Dalle applicazioni pratiche ai risvolti sociali, i giocattoli si fanno latori dei bisogni di un’epoca. Per esempio? Se oggi è raro vedere ragazzini tirare sassi con la fionda, nel privato del proprio Ipad molti, anche adulti in verità, sfogano la propria aggressività giocando ad Angry Birds, un videogioco in cui con una fionda virtuale si scagliano uccellini rossi (virtuali) contro maialini verdi (virtuali) allo scopo di abbatterli.

E che ne è del caro, vecchio, intramontabile aquilone? Nell’aprile del 2012 il Public Laboratory for Open Technology and Science ha presentato il balloon mapping toolkit: un pacchetto fai da te per fissare una telecamera a un aquilone e contribuire alla mappatura aerea della terra (anche se Google fa sapere di non essere interessata).

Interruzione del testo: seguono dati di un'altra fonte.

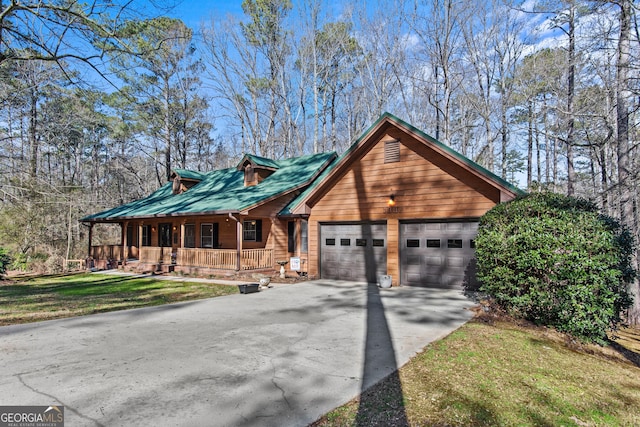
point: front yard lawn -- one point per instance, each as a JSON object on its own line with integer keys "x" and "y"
{"x": 52, "y": 297}
{"x": 501, "y": 373}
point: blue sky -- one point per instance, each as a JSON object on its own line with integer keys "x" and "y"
{"x": 192, "y": 12}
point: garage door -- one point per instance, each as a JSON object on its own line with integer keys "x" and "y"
{"x": 438, "y": 254}
{"x": 356, "y": 252}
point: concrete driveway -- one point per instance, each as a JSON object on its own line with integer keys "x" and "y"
{"x": 281, "y": 357}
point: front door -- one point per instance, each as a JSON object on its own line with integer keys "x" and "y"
{"x": 164, "y": 235}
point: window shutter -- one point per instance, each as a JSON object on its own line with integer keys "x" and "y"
{"x": 258, "y": 230}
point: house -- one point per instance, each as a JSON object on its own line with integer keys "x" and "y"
{"x": 396, "y": 203}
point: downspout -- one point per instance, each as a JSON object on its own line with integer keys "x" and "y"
{"x": 238, "y": 241}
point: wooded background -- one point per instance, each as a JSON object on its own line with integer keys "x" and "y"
{"x": 100, "y": 101}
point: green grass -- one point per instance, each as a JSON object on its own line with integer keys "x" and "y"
{"x": 53, "y": 297}
{"x": 499, "y": 373}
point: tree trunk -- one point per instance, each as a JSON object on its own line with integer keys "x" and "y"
{"x": 571, "y": 174}
{"x": 623, "y": 94}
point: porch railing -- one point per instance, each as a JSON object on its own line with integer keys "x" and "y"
{"x": 225, "y": 259}
{"x": 156, "y": 254}
{"x": 106, "y": 252}
{"x": 253, "y": 259}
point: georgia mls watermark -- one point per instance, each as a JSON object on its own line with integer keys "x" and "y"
{"x": 31, "y": 416}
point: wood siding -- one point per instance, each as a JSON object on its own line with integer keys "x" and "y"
{"x": 425, "y": 185}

Il caso della Costa Concordia, poi, può aver fatto venire in mente a chi era bambino negli anni Settanta la famosa sabbia magica, la sabbia che non si bagna: quando la tiri fuori dal secchiello pieno d’acqua è incredibilmente asciutta. L’invenzione nacque infatti mentre si cercava un elemento flocculante che permettesse di far precipitare il petrolio in caso di versamenti in mare aperto, ma i costi di produzione risultarono troppo alti e ne venne fuori un giocattolo.

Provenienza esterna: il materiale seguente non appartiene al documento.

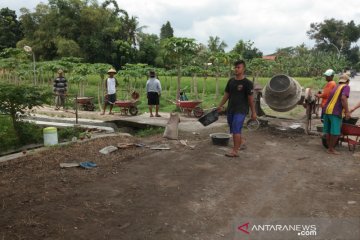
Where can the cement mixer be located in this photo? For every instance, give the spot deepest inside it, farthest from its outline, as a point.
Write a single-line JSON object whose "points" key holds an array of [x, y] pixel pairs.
{"points": [[282, 93]]}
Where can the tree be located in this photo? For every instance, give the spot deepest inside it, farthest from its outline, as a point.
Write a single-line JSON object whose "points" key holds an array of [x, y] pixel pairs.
{"points": [[246, 50], [218, 60], [215, 45], [334, 35], [19, 98], [179, 50], [148, 48], [166, 31], [10, 29]]}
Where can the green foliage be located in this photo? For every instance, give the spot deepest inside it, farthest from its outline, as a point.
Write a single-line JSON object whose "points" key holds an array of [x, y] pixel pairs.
{"points": [[215, 45], [18, 98], [336, 36], [246, 50], [166, 31], [9, 28]]}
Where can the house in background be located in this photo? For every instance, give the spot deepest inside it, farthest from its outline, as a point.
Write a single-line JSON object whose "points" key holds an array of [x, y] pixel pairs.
{"points": [[271, 57]]}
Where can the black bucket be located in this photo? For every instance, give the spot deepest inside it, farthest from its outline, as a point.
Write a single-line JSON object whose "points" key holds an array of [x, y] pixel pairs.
{"points": [[221, 139], [352, 120], [209, 118]]}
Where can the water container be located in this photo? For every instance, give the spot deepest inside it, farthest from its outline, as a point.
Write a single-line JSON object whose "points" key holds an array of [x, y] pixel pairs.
{"points": [[50, 136], [282, 93]]}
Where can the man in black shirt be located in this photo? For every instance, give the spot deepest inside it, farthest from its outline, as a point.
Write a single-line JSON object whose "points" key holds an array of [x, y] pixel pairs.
{"points": [[239, 93], [60, 89]]}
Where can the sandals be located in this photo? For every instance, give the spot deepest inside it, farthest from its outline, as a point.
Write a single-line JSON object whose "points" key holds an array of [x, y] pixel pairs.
{"points": [[231, 154]]}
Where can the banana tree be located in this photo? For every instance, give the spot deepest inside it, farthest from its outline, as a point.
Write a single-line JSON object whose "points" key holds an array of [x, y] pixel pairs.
{"points": [[218, 60], [100, 69], [179, 50], [194, 71]]}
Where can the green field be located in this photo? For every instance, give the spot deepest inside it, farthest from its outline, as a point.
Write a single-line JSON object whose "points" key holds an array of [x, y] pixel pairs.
{"points": [[169, 89]]}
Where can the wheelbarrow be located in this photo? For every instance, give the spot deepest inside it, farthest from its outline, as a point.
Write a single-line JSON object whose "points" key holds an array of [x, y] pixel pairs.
{"points": [[86, 103], [350, 134], [190, 107], [129, 106]]}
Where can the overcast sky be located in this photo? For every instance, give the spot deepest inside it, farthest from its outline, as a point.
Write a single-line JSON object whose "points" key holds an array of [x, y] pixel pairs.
{"points": [[270, 24]]}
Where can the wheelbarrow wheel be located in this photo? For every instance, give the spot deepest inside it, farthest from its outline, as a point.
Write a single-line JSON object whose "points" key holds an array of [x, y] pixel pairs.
{"points": [[198, 112], [324, 142], [133, 111], [89, 107]]}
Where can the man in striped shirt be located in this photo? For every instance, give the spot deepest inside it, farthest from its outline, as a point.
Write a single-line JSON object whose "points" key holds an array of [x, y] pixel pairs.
{"points": [[335, 107]]}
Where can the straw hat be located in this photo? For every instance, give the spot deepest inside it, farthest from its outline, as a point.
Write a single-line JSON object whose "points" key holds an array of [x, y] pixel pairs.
{"points": [[344, 78], [112, 70]]}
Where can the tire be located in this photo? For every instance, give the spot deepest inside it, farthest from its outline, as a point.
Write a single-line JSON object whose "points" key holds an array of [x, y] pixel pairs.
{"points": [[133, 111], [198, 112], [323, 140]]}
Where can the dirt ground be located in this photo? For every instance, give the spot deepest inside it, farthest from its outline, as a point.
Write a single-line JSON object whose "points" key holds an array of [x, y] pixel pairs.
{"points": [[174, 194]]}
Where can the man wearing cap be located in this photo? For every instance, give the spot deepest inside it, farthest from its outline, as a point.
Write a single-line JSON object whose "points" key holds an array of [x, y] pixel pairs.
{"points": [[153, 91], [330, 85], [110, 86], [333, 110], [60, 89]]}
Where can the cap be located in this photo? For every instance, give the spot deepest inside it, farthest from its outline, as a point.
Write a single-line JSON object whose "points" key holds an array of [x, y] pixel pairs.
{"points": [[112, 70], [329, 72], [344, 78]]}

I casi come questo sono molti, come il libro racconta, ma le cose vanno anche viceversa: spesso succede che a partire dalle scoperte scientifiche si realizzino giochi per avvicinarle ai bambini. Fu il caso del “kit radioattivo” del Piccolo Chimico, una sorta di modello deluxe da 50$ (oggi tra i collezionisti vale più di 6.000 euro) che metteva sul mercato dei giochi per bambini degli anni Cinquanta campioni di piombo 210, rutenio 106, zinco 65, polonio 210 e boccette di polvere di uranio. Ripensandoci oggi, testimonia della grande fiducia dell’epoca per le potenzialità dell’atomo, ma ci fa venire ben più di un brivido retrospettivo…

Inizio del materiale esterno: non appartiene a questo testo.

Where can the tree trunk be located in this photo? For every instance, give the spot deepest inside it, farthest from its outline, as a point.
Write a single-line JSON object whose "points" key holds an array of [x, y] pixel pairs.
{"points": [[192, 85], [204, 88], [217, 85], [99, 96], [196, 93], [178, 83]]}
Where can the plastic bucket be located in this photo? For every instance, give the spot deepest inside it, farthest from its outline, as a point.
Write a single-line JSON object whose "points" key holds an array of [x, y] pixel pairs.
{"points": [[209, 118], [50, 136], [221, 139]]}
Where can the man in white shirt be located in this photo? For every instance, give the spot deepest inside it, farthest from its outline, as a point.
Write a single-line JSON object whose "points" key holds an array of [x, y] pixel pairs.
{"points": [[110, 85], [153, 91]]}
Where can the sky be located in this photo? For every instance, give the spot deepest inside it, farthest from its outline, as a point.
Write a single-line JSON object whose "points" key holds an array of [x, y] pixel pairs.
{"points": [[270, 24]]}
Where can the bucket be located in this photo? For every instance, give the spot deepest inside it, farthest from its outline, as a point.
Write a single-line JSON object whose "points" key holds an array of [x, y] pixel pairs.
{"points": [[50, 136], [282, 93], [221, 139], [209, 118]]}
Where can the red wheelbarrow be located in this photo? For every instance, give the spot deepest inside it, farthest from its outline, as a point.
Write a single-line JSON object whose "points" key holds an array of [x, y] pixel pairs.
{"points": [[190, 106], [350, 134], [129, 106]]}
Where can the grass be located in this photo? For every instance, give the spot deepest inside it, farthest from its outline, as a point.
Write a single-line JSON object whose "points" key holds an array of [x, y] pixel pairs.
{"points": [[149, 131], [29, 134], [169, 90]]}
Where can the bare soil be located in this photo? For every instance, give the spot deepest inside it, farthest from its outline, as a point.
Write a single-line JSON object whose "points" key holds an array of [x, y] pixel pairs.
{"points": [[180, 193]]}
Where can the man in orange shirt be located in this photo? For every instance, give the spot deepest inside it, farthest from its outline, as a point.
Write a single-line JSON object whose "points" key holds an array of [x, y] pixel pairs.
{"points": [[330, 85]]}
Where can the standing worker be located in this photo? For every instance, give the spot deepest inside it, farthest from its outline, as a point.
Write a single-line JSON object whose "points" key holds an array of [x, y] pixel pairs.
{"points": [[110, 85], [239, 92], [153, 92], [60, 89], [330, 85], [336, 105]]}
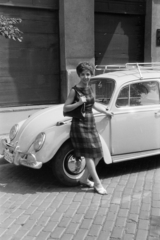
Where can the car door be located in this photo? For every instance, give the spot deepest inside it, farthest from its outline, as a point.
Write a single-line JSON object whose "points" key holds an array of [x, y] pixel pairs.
{"points": [[135, 126]]}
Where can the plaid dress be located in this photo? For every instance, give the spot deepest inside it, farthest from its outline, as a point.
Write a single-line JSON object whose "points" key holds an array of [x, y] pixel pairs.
{"points": [[84, 135]]}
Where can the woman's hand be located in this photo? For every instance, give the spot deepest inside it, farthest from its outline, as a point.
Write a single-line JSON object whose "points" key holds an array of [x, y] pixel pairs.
{"points": [[82, 100], [109, 113]]}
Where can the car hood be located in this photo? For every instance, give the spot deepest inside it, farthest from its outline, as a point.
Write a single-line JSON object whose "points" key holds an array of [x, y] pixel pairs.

Che dire? Speriamo che non si scopra, tra cinquant’anni, che anche i giochi moderni possono far male. Intanto dall’Inghilterra veniamo a sapere che il videogame Wimbledon della Wii, con cui si gareggia a tennis tenendo in mano un simulatore di racchetta, ha causato in un anno il 30% di lussazioni alla spalla in più.